Borderlands features drop-in/drop-out co-operative play for up to four players. So what happens when your friend wants to join your game but is at a much higher level than you? How does Gearbox balance the experience?
“You don’t!” says Gearbox president Randy Pitchford.
I asked him how Borderlands balances the potential gap between player-character levels in co-op. Pitchford told me he’s happy to leave that up to the players.
“If you want to measure XP, you can. If you want to host a game where the other guys are around the same level as you, then you can set that up.
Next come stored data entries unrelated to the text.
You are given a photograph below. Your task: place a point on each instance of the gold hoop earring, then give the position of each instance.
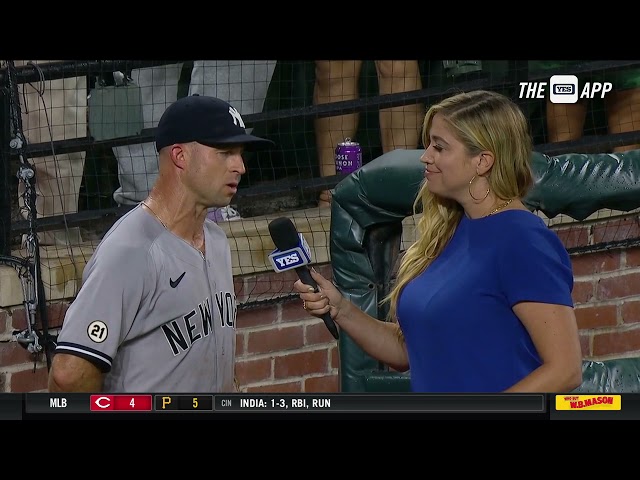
(471, 194)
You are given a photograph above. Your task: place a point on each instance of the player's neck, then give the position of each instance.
(178, 215)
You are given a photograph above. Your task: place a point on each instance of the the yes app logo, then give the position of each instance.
(564, 89)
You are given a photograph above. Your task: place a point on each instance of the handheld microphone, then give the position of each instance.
(292, 252)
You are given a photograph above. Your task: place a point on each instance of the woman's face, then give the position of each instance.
(449, 167)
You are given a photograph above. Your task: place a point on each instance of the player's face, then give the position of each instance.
(216, 173)
(448, 166)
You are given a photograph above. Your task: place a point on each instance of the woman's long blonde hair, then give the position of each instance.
(481, 120)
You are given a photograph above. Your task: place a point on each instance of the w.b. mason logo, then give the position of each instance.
(236, 117)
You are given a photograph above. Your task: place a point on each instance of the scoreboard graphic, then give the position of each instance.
(534, 406)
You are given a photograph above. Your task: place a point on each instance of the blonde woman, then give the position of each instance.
(482, 300)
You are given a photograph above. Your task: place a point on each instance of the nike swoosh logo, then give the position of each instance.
(175, 283)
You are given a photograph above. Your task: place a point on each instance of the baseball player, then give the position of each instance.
(156, 311)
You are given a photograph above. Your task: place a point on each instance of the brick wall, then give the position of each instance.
(280, 348)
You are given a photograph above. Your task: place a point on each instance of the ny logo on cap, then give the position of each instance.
(236, 117)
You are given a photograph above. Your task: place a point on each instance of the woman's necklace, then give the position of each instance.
(499, 207)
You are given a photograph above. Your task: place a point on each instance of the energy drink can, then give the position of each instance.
(348, 157)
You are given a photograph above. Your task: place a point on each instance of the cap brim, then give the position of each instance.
(245, 139)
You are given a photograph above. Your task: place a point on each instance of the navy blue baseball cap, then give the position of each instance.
(206, 120)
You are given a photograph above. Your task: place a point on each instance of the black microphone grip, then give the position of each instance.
(305, 276)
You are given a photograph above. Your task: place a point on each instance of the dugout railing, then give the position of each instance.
(506, 81)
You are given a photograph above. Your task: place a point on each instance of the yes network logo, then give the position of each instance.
(564, 89)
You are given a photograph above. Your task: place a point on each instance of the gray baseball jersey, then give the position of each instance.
(153, 313)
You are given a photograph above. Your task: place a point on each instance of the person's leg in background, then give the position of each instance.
(138, 164)
(335, 81)
(623, 114)
(399, 126)
(244, 84)
(55, 110)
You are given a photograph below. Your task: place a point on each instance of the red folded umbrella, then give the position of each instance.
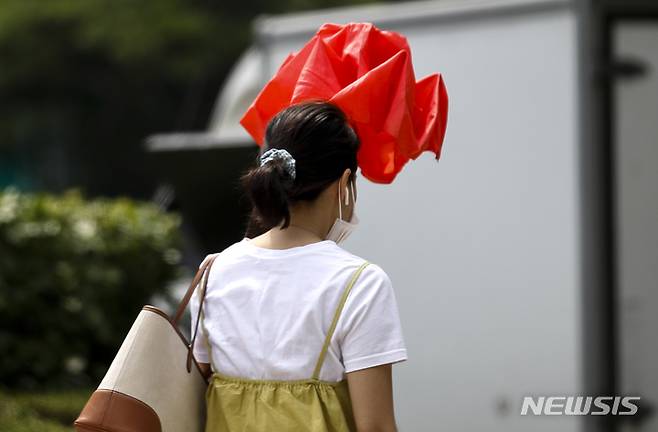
(366, 72)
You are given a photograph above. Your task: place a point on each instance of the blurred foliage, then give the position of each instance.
(74, 274)
(83, 83)
(44, 412)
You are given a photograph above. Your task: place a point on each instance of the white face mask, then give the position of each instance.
(341, 229)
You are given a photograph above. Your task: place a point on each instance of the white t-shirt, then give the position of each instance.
(268, 311)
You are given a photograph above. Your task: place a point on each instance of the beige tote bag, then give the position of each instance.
(152, 384)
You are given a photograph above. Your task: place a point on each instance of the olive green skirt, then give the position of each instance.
(243, 405)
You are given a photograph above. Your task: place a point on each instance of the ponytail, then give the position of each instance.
(321, 142)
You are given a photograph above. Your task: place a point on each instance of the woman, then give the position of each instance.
(273, 299)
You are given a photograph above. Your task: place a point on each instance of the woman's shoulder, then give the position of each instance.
(224, 253)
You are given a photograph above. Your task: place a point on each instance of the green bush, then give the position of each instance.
(74, 274)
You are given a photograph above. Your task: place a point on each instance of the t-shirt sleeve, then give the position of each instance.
(369, 328)
(200, 350)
But hey, you paid your sixty bucks for the game, and if you want to play your level 50 character with a friend who’s level 1, knock yourself out.”
In Borderlands, your character is persistent online and offline. I tested co-op with a friend recently, joining his game with my character just a couple of levels below his. I noticed that the quest I was about to take in my solo game was now greyed out; I’d joined my friend’s game world where he’d already finished that task. The quests we did together we significantly harder than the ones I’d been doing on my own. The enemies were much tougher, too.
“If you wanna do that, then it’s your choice,” says Pitchford. “The higher level guy will bleed off more of the experience. So if you have a level 50 guy and a level 1 guy, the level 1 guy isn’t going to get as much of the XP. The level 50 guy is just going to gib everything in sight just by looking at it and the level 1 guy is going to be like, OK, that was fun!
“But there’ll be a lot of loot lying around that the level 50 guy doesn’t care about, but will seem awesome to the level 1 guy. He’ll be snatching that up, but at the same time not getting as much XP.”
It’s refreshing to see a developer placing trust in his game’s community to make the right choices to find the type of experience they want.